Corriere della Sera (Brescia)

«Non mi fido dei magistrati Io so che mio figlio è vivo»

Barzago, il marito della donna fuggita in Siria: continuo a cercare

- Barbara Gerosa

 Inquirenti Hanno sospeso il procedimen­to e l’inchiesta Se davvero avessero voluto, lo avrebbero riportato a casa

LECCO «Io non mi arrendo. Continuerò a cercare mio figlio e lo porterò a casa, vivo o morto, qualsiasi cosa possano dire o decidere di fare i giudici e gli investigat­ori». Afrim Berisha, 48 anni, ha la voce decisa e lo sguardo convinto.

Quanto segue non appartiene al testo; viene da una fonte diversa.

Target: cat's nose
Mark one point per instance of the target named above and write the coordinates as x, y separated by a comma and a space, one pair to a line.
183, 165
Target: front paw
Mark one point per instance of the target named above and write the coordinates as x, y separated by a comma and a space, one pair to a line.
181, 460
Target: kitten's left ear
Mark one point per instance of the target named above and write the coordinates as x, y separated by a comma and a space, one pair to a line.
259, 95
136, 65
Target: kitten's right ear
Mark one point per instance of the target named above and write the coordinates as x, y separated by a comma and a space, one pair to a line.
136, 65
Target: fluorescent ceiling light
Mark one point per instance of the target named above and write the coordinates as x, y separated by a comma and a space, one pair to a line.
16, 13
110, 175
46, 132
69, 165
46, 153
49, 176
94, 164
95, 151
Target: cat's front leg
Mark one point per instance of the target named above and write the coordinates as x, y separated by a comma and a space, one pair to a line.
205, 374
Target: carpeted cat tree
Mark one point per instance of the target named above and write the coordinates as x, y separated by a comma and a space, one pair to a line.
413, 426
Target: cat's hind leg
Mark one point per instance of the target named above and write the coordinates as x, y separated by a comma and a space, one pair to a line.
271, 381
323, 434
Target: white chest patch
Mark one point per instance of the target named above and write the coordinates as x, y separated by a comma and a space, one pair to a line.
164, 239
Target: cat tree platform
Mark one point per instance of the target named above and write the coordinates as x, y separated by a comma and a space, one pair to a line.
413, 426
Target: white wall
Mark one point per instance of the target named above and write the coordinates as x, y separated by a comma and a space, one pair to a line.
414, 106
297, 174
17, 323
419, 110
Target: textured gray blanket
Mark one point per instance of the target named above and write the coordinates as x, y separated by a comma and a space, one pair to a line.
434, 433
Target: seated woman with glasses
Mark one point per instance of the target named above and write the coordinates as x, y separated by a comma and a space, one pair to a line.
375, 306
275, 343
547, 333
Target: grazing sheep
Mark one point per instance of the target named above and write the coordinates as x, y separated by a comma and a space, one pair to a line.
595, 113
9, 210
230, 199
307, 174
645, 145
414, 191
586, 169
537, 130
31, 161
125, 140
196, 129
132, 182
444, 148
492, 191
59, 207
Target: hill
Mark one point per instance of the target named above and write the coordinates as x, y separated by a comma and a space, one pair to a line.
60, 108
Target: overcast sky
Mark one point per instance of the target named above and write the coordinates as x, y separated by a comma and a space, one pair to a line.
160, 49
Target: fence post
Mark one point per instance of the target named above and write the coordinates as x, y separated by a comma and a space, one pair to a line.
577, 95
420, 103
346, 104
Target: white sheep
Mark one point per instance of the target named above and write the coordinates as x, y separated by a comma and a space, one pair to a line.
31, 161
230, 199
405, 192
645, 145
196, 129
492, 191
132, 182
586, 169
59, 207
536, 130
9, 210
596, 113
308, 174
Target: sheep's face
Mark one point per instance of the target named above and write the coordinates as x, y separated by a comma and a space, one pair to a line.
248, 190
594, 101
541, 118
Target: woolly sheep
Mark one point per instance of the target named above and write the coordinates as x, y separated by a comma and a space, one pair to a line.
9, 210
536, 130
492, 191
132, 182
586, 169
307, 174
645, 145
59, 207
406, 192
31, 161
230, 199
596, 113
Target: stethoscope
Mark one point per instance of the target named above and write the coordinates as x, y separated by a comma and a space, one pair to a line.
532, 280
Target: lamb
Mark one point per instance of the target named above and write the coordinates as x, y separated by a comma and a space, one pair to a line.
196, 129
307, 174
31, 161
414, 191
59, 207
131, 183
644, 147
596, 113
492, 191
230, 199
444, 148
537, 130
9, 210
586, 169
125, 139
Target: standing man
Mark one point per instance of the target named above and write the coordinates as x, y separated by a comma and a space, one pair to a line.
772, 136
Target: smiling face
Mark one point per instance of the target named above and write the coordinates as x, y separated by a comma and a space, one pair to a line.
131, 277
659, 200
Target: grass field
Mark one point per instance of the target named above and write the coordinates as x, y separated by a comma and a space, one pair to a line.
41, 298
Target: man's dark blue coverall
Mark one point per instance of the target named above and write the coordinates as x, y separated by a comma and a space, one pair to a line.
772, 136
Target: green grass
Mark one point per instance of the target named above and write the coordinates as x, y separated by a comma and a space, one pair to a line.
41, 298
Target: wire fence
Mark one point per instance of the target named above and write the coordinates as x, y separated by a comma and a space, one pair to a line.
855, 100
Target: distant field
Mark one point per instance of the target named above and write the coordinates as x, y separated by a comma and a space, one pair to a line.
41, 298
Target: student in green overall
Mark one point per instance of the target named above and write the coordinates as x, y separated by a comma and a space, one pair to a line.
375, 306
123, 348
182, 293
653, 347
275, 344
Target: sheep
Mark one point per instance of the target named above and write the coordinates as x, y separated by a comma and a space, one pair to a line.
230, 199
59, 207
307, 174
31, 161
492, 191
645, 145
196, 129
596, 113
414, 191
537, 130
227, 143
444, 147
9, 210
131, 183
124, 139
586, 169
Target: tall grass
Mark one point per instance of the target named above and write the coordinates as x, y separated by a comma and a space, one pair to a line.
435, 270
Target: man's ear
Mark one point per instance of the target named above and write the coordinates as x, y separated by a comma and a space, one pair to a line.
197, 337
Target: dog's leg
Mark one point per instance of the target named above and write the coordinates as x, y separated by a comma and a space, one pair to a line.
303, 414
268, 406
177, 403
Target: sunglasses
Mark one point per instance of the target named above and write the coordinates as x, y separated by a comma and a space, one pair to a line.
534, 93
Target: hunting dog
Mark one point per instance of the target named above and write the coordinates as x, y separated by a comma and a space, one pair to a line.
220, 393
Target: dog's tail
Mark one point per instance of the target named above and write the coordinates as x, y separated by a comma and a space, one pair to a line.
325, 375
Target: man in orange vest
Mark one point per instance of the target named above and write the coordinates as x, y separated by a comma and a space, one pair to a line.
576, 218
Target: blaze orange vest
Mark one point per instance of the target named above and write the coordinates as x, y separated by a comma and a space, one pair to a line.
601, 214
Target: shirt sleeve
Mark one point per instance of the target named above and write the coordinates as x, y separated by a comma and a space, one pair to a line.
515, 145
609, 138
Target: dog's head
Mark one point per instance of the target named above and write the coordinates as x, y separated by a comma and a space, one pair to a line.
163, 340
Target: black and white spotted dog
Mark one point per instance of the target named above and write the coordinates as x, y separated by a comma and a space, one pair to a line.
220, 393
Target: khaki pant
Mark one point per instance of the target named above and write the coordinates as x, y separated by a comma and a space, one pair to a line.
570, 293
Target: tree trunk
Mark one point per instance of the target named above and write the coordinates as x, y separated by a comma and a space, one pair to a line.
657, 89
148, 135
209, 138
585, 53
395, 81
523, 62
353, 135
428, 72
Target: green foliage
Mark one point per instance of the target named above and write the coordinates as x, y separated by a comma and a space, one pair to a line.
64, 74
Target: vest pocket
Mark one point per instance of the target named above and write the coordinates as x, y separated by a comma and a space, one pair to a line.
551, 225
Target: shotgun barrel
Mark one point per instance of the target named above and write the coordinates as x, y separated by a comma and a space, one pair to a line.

Da oltre tre anni sta conducendo la sua battaglia personale per poter riabbracci­are il bambino che la moglie Valbona, 35 anni, di nazionalit­à albanese come lui, ha portato con sé il 17 dicembre del 2014 quando ha deciso di lasciare la sua abitazione di Barzago, nel Lecchese, per diventare una foreign fighter, abbandonan­do il marito e le figlie più grandi. Da allora di lei, e del piccolo che aveva solo sei anni, si sono perse le tracce. Secondo gli inquirenti potrebbe anche essere già morta e non essendo riusciti a notificare alla donna, accusata di terrorismo internazio­nale, sequestro di persona e sottrazion­e di minori, alcun atto giudiziari­o, il procedimen­to milanese in corso, in base ad una legge approvata tre anni fa relativa alle persone irreperibi­li, è stato sospeso. Ma c’è di più. Nei giorni scorsi il giudice per le indagini preliminar­i del tribunale di Milano, Guido Salvini, ha chiesto al Ros dei carabinier­i di concludere le ricerche, anche alla luce della recente disfatta del cosiddetto Stato islamico in quei territori.

Per Afrim, un lavoro da operaio, due figlie di 15 e 13 anni, perfettame­nte inserito nella piccola comunità del paese brianzolo, una doccia gelata che però non scalfisce le sue convinzion­i. «Papà vieni a prendermi, non ce la faccio più: qui ci sono le bombe», le ultime parole di Alvin durante una telefonata a poco più di un mese dalla scomparsa. Poi il silenzio. Da quel momento l’uomo non ha mai smesso di cercare. Ha speso quasi tutti i suoi soldi, è persino riuscito ad entrare in Siria e a raggiunger­e Al Bab, a 40 chilometri da Aleppo, ma è stato costretto a tornare indietro. Non per questo si è arreso. «Ad agosto sono stato in Kosovo, in Albania, in Macedonia. Fonti attendibil­i mi dicono che mio figlio è vivo. Non mi importa quello che pensano i magistrati o i carabinier­i. Se davvero avessero voluto lo avrebbero riportato a casa. E ora sospendono il processo e chiedono di porre fine alle ricerche. Va bene. Facciano quello che ritengono più giusto, ma io proseguo per la mia strada. Di mia moglie non mi importa, ha fatto le sue scelte. Io rivoglio mio figlio».

Alvin giocava nella squadra giovanile di Barzago come centrocamp­ista. Tifava Milan. Nell’ultima foto inviata al padre da Valbona Berisha, ora scomparsa nel nulla, il piccolo impugnava la bandiera dell’Isis.